Generates a sequence logo showing:

  • Letter height = information content (conservation)
  • Letter stack = frequency at each position
  • Y-axis: bits (information content) for DNA, or relative frequency for protein

Example

Input (FASTA):

>seq1
ACGT
>seq2
ACGT
>seq3
ACCT
>seq4
AGGT

Output: Logo with position 2 showing C/G variability and other positions conserved.

Risk Assessment

Risk Indicator Assessment Level
Code Execution Python/R scripts executed locally Medium
Network Access No external API calls Low
File System Access Read input files, write output files Medium
Instruction Tampering Standard prompt guidelines Low
Data Exposure Output files saved to workspace Low

Security Checklist

  • No hardcoded credentials or API keys
  • No unauthorized file system access (../)
  • Output does not expose sensitive information
  • Prompt injection protections in place
  • Input file paths validated (no ../ traversal)
  • Output directory restricted to workspace
  • Script execution in sandboxed environment
  • Error messages sanitized (no stack traces exposed)
  • Dependencies audited

Prerequisites


# Python dependencies
pip install -r requirements.txt

Evaluation Criteria

Success Metrics

  • Successfully executes main functionality
  • Output meets quality standards
  • Handles edge cases gracefully
  • Performance is acceptable

Test Cases

  1. Basic Functionality: Standard input → Expected output
  2. Edge Case: Invalid input → Graceful error handling
  3. Performance: Large dataset → Acceptable processing time

Lifecycle Status

  • Current Stage: Draft
  • Next Review Date: 2026-03-06
  • Known Issues: None
  • Planned Improvements:
    • Performance optimization
    • Additional feature support

Output Requirements

Every final response should make these items explicit when they are relevant:

  • Objective or requested deliverable
  • Inputs used and assumptions introduced
  • Workflow or decision path
  • Core result, recommendation, or artifact
  • Constraints, risks, caveats, or validation needs
  • Unresolved items and next-step checks

Error Handling

  • If required inputs are missing, state exactly which fields are missing and request only the minimum additional information.
  • If the task goes outside the documented scope, stop instead of guessing or silently widening the assignment.
  • If scripts/main.py fails, report the failure point, summarize what still can be completed safely, and provide a manual fallback.
  • Do not fabricate files, citations, data, search results, or execution outcomes.

Input Validation

This skill accepts requests that match the documented purpose of motif-logo-generator and include enough context to complete the workflow safely.
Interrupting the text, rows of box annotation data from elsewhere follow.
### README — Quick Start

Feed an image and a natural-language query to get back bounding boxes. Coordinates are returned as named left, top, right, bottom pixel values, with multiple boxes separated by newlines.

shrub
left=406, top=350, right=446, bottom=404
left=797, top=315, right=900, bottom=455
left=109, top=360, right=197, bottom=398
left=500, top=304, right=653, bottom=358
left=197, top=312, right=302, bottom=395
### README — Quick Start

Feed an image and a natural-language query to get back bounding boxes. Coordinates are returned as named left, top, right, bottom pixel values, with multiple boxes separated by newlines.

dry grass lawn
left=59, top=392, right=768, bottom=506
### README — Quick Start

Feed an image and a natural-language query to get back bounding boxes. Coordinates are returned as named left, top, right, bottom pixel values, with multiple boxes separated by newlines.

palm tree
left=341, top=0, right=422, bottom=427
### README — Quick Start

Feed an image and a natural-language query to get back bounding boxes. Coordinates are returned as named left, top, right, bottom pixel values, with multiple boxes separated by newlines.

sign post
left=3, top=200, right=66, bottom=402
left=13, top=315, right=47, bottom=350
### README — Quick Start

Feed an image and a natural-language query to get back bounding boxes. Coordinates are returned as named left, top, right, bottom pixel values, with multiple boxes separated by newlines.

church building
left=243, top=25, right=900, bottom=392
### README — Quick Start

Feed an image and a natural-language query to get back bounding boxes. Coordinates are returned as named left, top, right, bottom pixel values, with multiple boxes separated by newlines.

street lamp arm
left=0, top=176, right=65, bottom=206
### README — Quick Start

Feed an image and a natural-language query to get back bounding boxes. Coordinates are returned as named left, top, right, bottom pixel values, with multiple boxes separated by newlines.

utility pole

Do not continue the workflow when the request is out of scope, missing a critical input, or would require unsupported assumptions. Instead respond:

motif-logo-generator only handles its documented workflow. Please provide the missing required inputs or switch to a more suitable skill.

Response Template

Use the following fixed structure for non-trivial requests:

  1. Objective
  2. Inputs Received
  3. Assumptions
  4. Workflow
  5. Deliverable
  6. Risks and Limits
  7. Next Checks

If the request is simple, you may compress the structure, but still keep assumptions and limits explicit when they affect correctness.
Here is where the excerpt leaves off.